High-dimensional statistical problems

10 Aug 2014. NUS professors have demonstrated the feasibility of computational algorithms in high-dimensions.

In recent years, there has been an explosion of data in many applied disciplines such as in finance and genetics. As a result, the primary job of many statisticians has been to develop advanced stochastic models to capture these data. In these statistical models one is interested to estimate a variety of parameters and this is categorized by evaluating an integral (a mathematical object and gives a number), in very high-dimensions. To calculate this integral, one needs to use complex numerical methods and it is shown that an important algorithm provides reliable answers in reasonable time in high-dimensions.

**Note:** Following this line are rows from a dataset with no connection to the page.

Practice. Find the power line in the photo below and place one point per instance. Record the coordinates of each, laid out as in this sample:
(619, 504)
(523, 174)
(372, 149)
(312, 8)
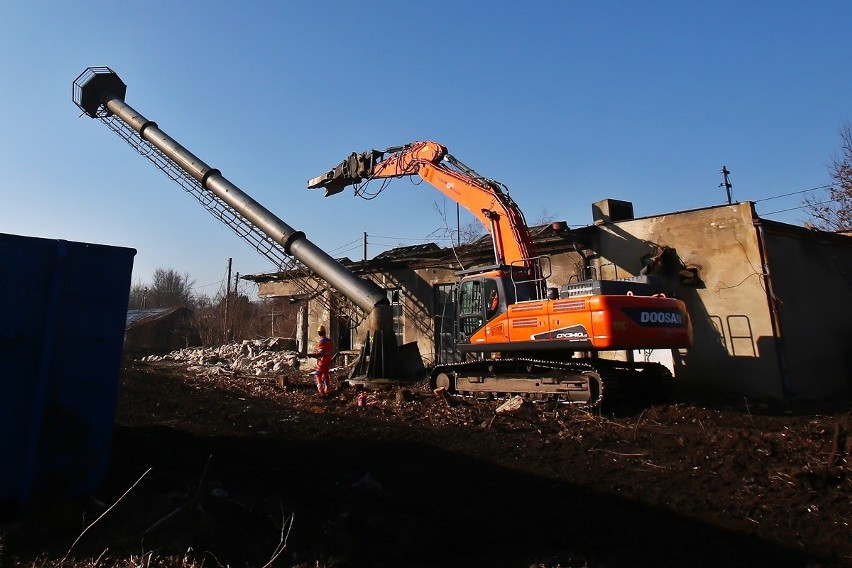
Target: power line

Professor Ajay JASRA’s team from the Department of Statistics in NUS has helped to show that the algorithm, sequential Monte Carlo (SMC), has a computational cost that is polynomial in the dimension of the problem (see Figure). This allows it to be implemented on modern computing facilities. This is not previously known and the algorithm is thought to have exponential complexity – that is not implementable in practice. The main implication is that some of the most challenging statistical problems can be dealt with using the SMC algorithm, and the range of possible models used in practice, expanded. This means more realistic predictions and data analysis.


Image shows two summarized probability distributions from an SMC Algorithm. The problem is in over 4000 dimensions (Kantas et al, 2014). The distributions are associated to inferring the initial condition of the Navier Stokes equation, used for wind velocities in weather forecasting. (Picture credit: Ajay JASRA)


1. Beskos A, Crisan D, Jasra A. “On the stability of sequential Monte Carlo in high-dimensions." Annals of Applied Probability. 24 (2014) 1396.

2. Kantas N, Beskos A, Jasra A. “Sequential Monte Carlo for High-Dimensional Inverse problems: A case study for the Navier Stokes equations." SIAM/ASA Journal of Uncertainty Quantification. (In Preparation) (2014).